What we learnt from CES 2018: Why Amazon looks set to crush Google in the virtual assistant war
“In the end, there can be only one.” – Juan Sánchez Villa-Lobos Ramírez, Highlander
They may disagree, but both Alexa and Google Assistant cannot exist in harmony. For “neither can live while the other survives” (if you allow me to mix my movie references).
At CES 2018, more so than ever, is this becoming clearer. The price war of the last 12 months between Amazon’s Echo and the Google Home has led to a huge increase in smart speaker owners…and the introduction of the Amazon Echo Dot and Google Home Mini sees their respective virtual assistants spread ever wider throughout the home.
And manufacturers have taken notice. On display this year are an eclectic collection of various white-goods, kitchen products, lights, heating systems and …toilets – all unveiled as either Alexa or Google Assistant enabled.
But can they both succeed?
If history is to be believed, no. See VHS destroying Betamax in the mid-1980s, the MiniDisc failing against the more popular MP3, and Blu-Ray seeing off HD-DVD – eventually consumers like to have a de facto standard. It’s easier to learn one format than many, and better for manufacturers to develop for just one format.
Why? Because developing for both increases cost or time to their business and often the small to medium sized businesses cannot afford this expense.
At the moment, Amazon Echo is looking like it’s 3 x times as popular as Google Home, which is impossible to ignore when deciding which assistant to develop for – and therefore why we’re seeing more Alexa-enabled devices than that of Google Assistant.

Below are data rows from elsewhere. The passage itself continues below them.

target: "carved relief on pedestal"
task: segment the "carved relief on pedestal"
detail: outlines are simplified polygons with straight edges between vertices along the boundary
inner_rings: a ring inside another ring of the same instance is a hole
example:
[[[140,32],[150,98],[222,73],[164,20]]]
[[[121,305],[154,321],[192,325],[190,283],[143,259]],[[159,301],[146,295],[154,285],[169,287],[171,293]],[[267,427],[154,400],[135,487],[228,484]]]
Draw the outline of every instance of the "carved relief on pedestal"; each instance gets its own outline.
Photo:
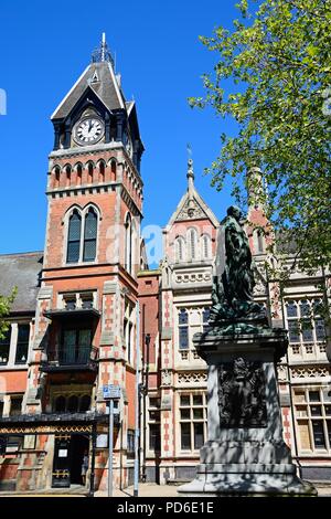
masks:
[[[218,367],[221,427],[266,427],[266,382],[261,362],[237,358]]]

Google has started to push back, the announcement this year of a range of Smart Displays has been well received – and in a slightly underhand tactic, also removed the Google-owned YouTube from the new Amazon Echo Show. They want this win, and badly, because conceding even a little ground early can prove costly.
The more consumers that buy Amazon Echo; the more manufacturers will develop using Alexa. The more manufacturers that use Alexa; the more people will choose Amazon Echo over the Google Home. And so on.

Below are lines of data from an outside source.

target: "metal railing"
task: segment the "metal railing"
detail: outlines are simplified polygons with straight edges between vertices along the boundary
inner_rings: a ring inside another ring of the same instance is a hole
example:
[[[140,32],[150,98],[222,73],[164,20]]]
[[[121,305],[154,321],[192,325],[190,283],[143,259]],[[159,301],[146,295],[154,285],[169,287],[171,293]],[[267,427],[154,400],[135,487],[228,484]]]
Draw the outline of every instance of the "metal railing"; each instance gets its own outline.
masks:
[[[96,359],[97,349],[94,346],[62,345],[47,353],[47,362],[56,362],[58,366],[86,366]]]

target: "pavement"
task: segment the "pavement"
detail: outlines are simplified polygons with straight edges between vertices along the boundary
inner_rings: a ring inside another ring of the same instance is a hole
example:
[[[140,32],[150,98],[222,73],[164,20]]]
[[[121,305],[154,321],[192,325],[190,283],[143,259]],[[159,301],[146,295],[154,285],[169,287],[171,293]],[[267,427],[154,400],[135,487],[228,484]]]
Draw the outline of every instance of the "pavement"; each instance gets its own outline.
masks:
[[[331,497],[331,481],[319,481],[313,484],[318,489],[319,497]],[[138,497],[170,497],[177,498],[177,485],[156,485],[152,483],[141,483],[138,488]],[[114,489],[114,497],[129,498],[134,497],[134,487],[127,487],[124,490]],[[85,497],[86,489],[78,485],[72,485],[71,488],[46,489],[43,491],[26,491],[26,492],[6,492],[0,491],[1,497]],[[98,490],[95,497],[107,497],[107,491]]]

What’s very interesting about this market – versus say the three-to-four year loyalty of video game consoles – is that people don’t replace their fridges or white goods nearly as often. If they buy an Alexa controlled fridge, they will be sticking with Alexa for at least the next 8-10 years – a scary fact if you are Google right now.
Is the end result confirmed? No, and possibly far from it. Google has the funds to fight back, a bigger global reach, and is available in far more languages than Amazon…it also has a little thing called YouTube. But Amazon has the lead, and that counts for a lot. If they don’t begin to catch sales of Amazon Echo or increase the number of manufacturers developing with Google Assistant – things could get out of hand quite quickly.